Fuchs hat Humphries auf seinem eigenen Boden angegriffen, staunte Harbin. Er hegte eine gewisse Bewunderung für solche Kühnheit. Triff den Feind so hart wie möglich. Ziele auf sein Herz.

»Astro hat Fuchs anscheinend zur Flucht verholfen«, nölte Grigor weiter. »Höchstwahrscheinlich ist er auf dem Rückweg zum Gürtel. Er muss Freunde in Ceres haben, Verbündete, die ihn mit Vorräten versorgen und noch mehr Leute zur Verfügung stellen. Ihr Befehl lautet, Fuchs aufzuspüren und ihn zu töten. Alles andere ist sekundär. Bringen Sie Mr. Humphries den Kopf von Fuchs. Mit weniger wird er sich nicht zufrieden geben.«

Harbin nickte. Das ist nicht das erste Mal, dass Humphries Fuchs' Leben gefordert hat, rief er sich in Erinnerung. Aber das ist nun das letzte Mal. Endgültig. Fuchs hat Humphries Angst gemacht. Bisher hat Humphries diesen Krieg vom trauten Heim aus geführt. Doch nun hat Fuchs ihn bedroht und in Angst und Schrecken versetzt.

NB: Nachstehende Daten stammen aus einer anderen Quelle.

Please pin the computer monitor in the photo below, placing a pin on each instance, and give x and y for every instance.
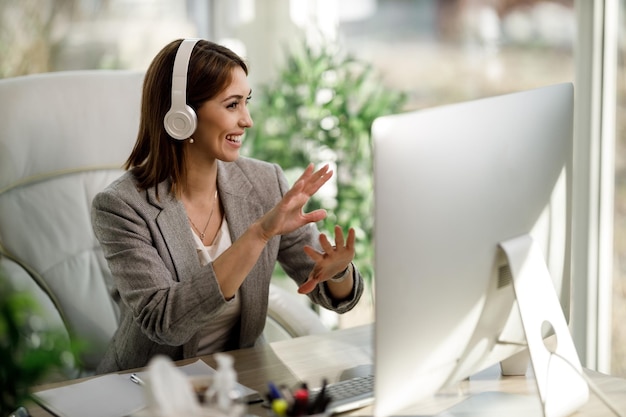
(472, 246)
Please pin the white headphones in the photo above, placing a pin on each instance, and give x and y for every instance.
(180, 121)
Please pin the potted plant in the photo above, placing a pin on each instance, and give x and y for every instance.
(29, 353)
(321, 108)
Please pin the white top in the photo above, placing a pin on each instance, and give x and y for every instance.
(216, 334)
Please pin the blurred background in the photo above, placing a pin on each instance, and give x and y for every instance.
(334, 65)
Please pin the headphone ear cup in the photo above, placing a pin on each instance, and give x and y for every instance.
(180, 123)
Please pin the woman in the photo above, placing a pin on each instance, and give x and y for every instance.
(192, 231)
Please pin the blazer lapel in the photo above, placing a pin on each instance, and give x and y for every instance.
(175, 229)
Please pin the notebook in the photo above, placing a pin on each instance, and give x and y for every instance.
(114, 395)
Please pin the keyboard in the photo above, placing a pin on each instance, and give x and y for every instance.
(349, 394)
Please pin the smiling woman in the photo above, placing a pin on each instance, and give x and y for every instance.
(185, 290)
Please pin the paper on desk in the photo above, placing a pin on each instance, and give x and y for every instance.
(112, 395)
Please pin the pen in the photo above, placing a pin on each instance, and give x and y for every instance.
(136, 379)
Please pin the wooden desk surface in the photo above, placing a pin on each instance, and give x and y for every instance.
(328, 355)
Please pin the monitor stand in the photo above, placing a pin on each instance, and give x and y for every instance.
(558, 372)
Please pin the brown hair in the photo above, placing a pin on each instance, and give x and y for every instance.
(157, 156)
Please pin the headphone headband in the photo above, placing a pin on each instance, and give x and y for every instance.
(181, 120)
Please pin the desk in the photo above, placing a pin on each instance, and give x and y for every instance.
(314, 357)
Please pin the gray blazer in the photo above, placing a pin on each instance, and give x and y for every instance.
(165, 296)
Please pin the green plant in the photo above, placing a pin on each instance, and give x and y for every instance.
(320, 109)
(29, 353)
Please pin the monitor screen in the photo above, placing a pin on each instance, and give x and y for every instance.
(451, 185)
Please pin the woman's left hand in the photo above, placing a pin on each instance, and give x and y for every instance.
(331, 261)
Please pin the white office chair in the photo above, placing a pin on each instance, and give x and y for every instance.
(63, 138)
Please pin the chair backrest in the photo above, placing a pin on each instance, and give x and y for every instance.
(63, 137)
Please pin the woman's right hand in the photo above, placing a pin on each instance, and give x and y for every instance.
(288, 214)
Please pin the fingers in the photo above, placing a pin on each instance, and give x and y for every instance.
(313, 181)
(314, 216)
(308, 286)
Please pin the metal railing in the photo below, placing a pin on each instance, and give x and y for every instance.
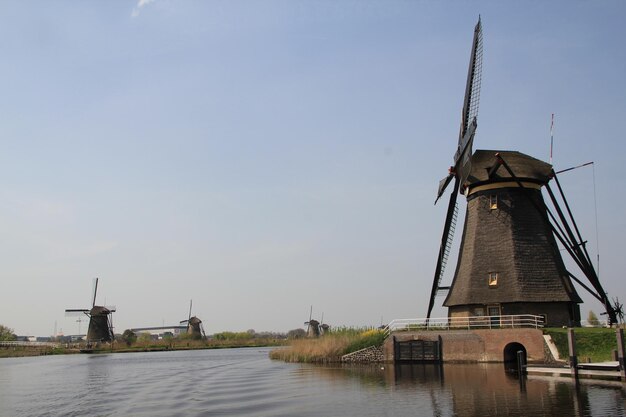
(527, 321)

Nun wird er Himmel und Hölle in Bewegung setzen, um die Bedrohung zu eliminieren, die Fuchs verkörpert. Nun ist es Zeit für Fuchs zu sterben.

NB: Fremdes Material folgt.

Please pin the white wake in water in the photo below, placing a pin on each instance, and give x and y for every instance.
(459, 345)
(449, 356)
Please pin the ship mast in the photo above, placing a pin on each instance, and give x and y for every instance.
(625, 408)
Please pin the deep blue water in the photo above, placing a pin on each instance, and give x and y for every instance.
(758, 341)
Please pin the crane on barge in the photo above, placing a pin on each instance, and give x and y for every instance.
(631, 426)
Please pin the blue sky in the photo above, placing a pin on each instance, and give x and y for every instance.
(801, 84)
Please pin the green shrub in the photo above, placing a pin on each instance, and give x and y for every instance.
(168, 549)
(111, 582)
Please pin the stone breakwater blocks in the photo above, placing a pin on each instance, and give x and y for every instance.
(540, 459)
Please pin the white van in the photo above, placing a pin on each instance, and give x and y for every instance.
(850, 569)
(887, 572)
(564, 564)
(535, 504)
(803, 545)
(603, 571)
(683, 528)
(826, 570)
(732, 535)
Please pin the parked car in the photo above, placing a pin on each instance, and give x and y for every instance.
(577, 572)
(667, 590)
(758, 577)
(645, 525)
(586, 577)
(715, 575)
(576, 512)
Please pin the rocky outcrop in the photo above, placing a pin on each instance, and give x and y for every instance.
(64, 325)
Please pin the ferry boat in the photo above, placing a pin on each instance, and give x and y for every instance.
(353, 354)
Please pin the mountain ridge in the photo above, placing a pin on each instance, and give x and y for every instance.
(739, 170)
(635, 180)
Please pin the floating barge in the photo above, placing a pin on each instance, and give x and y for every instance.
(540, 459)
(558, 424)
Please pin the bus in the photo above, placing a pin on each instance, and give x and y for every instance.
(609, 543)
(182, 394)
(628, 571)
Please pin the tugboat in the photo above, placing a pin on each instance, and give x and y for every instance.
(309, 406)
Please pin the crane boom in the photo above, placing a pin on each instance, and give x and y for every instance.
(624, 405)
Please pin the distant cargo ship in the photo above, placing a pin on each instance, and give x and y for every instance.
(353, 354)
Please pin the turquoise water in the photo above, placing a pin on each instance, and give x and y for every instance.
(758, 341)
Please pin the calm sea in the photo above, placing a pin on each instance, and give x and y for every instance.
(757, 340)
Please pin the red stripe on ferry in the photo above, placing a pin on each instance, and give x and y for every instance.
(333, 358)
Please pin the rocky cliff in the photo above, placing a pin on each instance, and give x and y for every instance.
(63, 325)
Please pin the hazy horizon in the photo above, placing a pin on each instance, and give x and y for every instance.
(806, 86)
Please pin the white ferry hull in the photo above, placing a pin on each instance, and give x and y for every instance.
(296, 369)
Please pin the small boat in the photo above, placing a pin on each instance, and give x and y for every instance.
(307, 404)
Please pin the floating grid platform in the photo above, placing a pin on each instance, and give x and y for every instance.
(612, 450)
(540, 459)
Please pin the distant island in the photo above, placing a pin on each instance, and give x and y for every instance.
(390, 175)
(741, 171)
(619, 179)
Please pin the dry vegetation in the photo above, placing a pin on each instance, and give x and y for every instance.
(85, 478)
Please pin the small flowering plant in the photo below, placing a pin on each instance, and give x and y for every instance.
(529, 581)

»Noch etwas«, fügte Grigor mit unstetem Blick hinzu. »Die Basis auf Vesta ist verstummt. Wir wissen nicht, wieso. Ich habe eins unserer Kampfschiffe zum Asteroiden geschickt, um nachzusehen. Sie halten sich aber von Vesta fern. Nehmen Sie direkt Kurs auf Ceres und das Habitat Chrysallis . Schnappen Sie sich Fuchs. Ich kümmere mich um Vesta.«

Das verdrossene Gesicht des Sicherheitschefs verschwand von Harbins Bildschirm. Er war wieder allein in der Kabine.

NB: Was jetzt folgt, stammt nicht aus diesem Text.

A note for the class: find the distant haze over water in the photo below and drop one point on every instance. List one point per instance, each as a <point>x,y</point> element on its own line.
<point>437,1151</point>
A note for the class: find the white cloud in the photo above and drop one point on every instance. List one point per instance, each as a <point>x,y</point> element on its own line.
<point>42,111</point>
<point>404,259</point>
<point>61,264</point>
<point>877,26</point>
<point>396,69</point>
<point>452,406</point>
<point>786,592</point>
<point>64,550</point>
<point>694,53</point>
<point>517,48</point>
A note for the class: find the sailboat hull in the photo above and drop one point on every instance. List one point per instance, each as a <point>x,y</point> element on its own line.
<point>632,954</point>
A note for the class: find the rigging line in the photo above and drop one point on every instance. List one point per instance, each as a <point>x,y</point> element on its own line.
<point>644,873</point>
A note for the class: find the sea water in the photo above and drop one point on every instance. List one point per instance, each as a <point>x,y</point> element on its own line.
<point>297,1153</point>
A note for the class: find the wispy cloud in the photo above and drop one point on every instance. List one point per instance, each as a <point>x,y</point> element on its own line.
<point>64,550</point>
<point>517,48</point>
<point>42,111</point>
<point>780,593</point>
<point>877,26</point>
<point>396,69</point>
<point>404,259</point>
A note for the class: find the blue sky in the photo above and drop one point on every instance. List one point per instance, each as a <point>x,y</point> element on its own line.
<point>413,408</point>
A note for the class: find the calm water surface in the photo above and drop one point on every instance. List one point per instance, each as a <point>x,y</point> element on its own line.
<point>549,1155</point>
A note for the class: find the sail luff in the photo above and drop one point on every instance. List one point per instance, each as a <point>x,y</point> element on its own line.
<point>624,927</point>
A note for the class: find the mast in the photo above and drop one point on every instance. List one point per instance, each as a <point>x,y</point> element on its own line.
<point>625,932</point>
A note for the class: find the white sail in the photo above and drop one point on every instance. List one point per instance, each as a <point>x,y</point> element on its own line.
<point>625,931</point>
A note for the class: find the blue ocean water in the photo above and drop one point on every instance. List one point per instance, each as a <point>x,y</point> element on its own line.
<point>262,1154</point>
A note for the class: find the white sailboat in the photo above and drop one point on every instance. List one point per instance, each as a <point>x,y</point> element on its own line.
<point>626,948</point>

Er will sich um Vesta kümmern, ärgerte Harbin sich. Und was ist mit meinen Vorräten? Wo soll ich Treibstoff und Proviant für meine Mannschaft hernehmen? Wie soll ich es mit den paar Tropfen im Tank die ganze Strecke bis nach Ceres schaffen? Zumal ich das Schiff auch der Panzerung beraubt habe. Was, wenn ich auf ein Astro-Kampfschiff stoße? Das Arschloch kann leicht Befehle geben, wenn ich sie ausführen muss.